Methods: Analysis of 8-year data on syphilis provided by the National Center for Diseases Control and Public Health (NCDC).

Results: Morbidity rate of syphilis being 20.3 in 2000 picked to 31.2 in 2002. In the following years it has significantly decreased making 8.7 (2007) and 7.9 (2008). Interestingly, maximum morbidity rates coincide with the maximum financing of the Prevention Programs. Incidence among men is slightly higher than among women (55% of all registered patients); the most affected age group being 20-29 years. Over the recent 2 years, though, syphilis in men has “aged” shifting most affected age group to 30-39 years. Morbidity rates are higher among city, as opposed to countryside, population, majority of which is concentrated in the capital. Latent syphilis (80%) prevails among all cases of syphilis registered since 2000; neurosyphilis constitutes 1-1.5%. Frequency of primary forms of syphilis is showing tendency of steady decrease (except for the pick in 2001 and 2002), making in 2007 and 2008 as low as 7-8% of all cases.

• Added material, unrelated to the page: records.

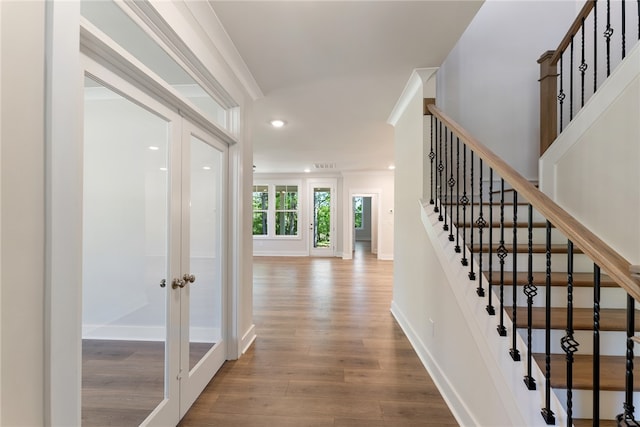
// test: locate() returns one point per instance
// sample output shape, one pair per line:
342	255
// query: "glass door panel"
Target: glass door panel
125	259
205	261
321	226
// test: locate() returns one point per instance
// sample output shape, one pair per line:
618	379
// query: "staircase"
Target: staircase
613	300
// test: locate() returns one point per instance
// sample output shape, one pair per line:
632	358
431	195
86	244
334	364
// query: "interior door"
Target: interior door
321	224
203	345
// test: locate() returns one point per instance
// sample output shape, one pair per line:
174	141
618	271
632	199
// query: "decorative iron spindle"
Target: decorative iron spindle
452	183
490	309
502	254
582	67
530	291
472	275
571	81
596	342
561	94
432	156
464	201
568	343
457	248
441	169
514	352
481	224
627	418
547	413
608	32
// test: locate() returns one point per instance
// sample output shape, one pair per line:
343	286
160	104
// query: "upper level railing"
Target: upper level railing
596	42
460	166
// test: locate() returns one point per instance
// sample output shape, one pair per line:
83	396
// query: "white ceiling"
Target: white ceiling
333	71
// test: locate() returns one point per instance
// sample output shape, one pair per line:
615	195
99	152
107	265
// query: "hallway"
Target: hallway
328	353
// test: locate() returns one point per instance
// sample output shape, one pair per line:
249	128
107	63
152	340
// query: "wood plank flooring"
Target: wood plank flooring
328	353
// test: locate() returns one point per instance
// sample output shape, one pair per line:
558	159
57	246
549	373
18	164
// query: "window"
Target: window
260	210
275	210
286	210
357	212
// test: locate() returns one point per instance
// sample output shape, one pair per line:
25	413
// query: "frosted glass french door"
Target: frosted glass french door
154	203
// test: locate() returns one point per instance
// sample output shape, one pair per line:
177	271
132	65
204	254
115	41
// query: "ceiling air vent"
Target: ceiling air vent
323	166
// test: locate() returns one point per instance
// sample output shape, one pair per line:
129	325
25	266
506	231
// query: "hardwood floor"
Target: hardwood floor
328	353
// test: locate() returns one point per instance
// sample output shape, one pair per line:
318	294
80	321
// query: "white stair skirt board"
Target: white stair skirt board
520	403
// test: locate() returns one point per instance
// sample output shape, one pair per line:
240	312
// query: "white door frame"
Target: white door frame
349	233
330	183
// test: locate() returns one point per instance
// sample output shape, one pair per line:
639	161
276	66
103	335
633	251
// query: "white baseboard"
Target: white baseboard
248	338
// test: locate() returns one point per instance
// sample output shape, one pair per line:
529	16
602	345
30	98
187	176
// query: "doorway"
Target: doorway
322	218
154	268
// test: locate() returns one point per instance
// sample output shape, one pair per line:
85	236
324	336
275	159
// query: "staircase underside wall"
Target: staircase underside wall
457	341
591	169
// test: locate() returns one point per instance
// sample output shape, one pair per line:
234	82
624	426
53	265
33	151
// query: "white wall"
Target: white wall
22	241
489	81
591	169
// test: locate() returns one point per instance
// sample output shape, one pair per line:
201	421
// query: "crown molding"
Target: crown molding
418	78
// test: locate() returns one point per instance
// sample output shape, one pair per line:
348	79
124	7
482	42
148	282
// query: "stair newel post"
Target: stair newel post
464	201
502	254
596	344
440	170
568	343
490	309
627	418
432	156
548	101
530	290
514	352
457	248
547	413
481	224
452	183
472	274
444	183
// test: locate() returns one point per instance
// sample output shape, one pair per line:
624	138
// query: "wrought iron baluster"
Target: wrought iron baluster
452	183
608	32
472	275
514	352
481	224
568	343
440	170
457	248
583	68
627	418
571	81
547	413
464	201
502	254
490	309
596	342
561	94
432	156
530	290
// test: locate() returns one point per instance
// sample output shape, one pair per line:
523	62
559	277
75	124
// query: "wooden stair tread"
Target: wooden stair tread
557	279
537	248
611	319
612	372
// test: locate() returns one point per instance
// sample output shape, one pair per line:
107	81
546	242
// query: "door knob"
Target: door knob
178	283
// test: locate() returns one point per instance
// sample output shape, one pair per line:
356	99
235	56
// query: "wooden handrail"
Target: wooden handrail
573	30
602	254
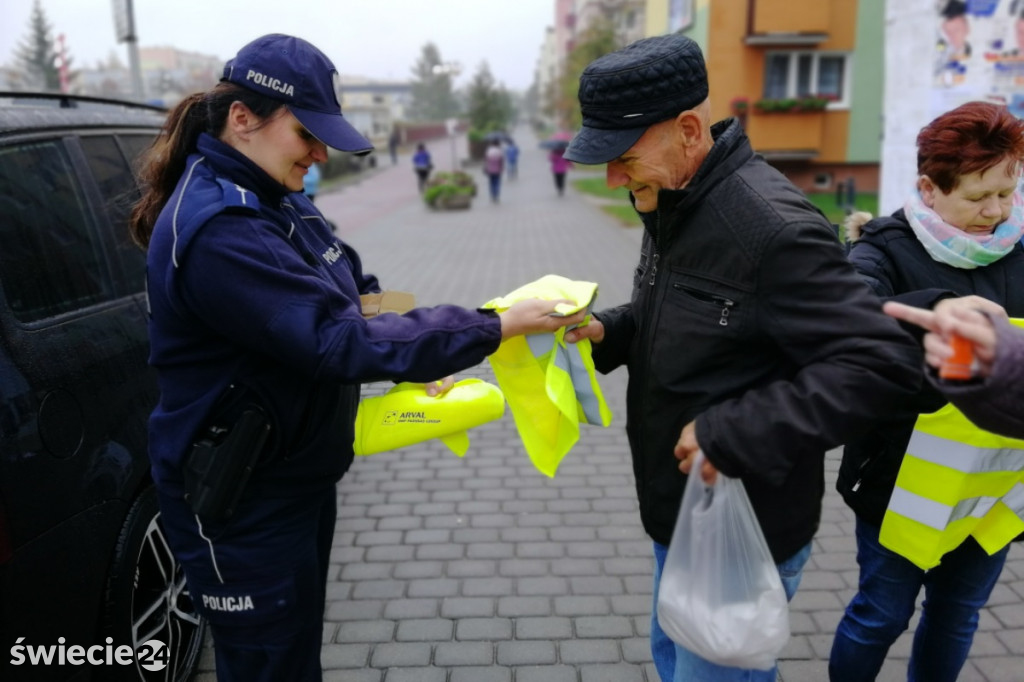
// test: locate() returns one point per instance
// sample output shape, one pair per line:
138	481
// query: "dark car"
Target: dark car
86	577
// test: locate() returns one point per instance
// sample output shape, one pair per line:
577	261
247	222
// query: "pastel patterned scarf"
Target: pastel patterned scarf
952	246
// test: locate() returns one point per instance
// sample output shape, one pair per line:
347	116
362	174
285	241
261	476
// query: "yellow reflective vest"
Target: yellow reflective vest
550	385
955	480
406	415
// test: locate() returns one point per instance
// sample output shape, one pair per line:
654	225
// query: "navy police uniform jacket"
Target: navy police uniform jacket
248	285
747	317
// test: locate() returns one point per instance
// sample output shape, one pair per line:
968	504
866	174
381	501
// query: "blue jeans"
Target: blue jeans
954	591
675	664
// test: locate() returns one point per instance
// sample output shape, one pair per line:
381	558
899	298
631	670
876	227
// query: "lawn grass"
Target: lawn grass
825	201
624	213
614	202
619	205
598	186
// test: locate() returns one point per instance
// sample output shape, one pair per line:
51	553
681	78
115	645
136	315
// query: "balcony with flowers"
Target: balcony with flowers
791	125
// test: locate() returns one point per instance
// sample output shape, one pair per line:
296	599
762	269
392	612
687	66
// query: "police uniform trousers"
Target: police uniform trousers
260	581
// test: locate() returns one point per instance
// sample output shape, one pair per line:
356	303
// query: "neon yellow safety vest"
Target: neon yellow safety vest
406	415
955	480
550	385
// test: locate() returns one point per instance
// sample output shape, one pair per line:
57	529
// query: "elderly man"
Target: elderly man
749	336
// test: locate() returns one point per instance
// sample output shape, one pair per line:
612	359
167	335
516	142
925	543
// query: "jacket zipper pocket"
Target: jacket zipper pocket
726	303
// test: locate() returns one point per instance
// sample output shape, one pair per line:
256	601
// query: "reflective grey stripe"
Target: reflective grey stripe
569	360
937	515
581	382
1015	500
963	457
540	343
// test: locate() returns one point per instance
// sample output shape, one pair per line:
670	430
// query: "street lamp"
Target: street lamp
452	71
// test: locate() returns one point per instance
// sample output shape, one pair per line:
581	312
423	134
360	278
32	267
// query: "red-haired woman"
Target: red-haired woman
957	235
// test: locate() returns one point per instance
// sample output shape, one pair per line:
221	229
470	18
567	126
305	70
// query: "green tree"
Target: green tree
488	103
432	95
36	55
597	41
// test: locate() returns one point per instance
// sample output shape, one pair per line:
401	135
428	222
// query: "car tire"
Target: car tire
147	599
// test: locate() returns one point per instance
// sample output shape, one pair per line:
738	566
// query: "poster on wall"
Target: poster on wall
681	14
979	53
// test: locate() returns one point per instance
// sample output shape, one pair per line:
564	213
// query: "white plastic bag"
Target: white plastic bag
720	595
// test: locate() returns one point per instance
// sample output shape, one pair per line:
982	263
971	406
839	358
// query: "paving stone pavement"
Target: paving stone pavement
482	569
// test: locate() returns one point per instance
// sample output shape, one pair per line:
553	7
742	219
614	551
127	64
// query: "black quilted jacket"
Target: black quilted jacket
893	262
747	316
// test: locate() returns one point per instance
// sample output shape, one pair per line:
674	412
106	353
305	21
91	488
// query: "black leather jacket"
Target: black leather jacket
894	263
747	316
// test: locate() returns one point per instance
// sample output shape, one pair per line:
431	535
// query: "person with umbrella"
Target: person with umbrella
494	165
559	164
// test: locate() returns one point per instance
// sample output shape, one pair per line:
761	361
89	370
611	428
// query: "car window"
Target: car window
112	168
50	261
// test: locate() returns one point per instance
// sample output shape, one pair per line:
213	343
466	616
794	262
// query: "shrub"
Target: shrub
444	184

Conclusions: Although by a number of indicators epidemiology of syphilis in Georgia shows tendencies characteristic to Eastern European countries, the dramatic decrease of the morbidity rates does not reflect reality – it only proves that the better the programs are financed the higher the number of registered cases.

Implications for Programs, Policy, and/or Research: Our research demonstrates necessity of implementation of an effective, sustainable and independent from financing of the prevention programs system of registration of STDs.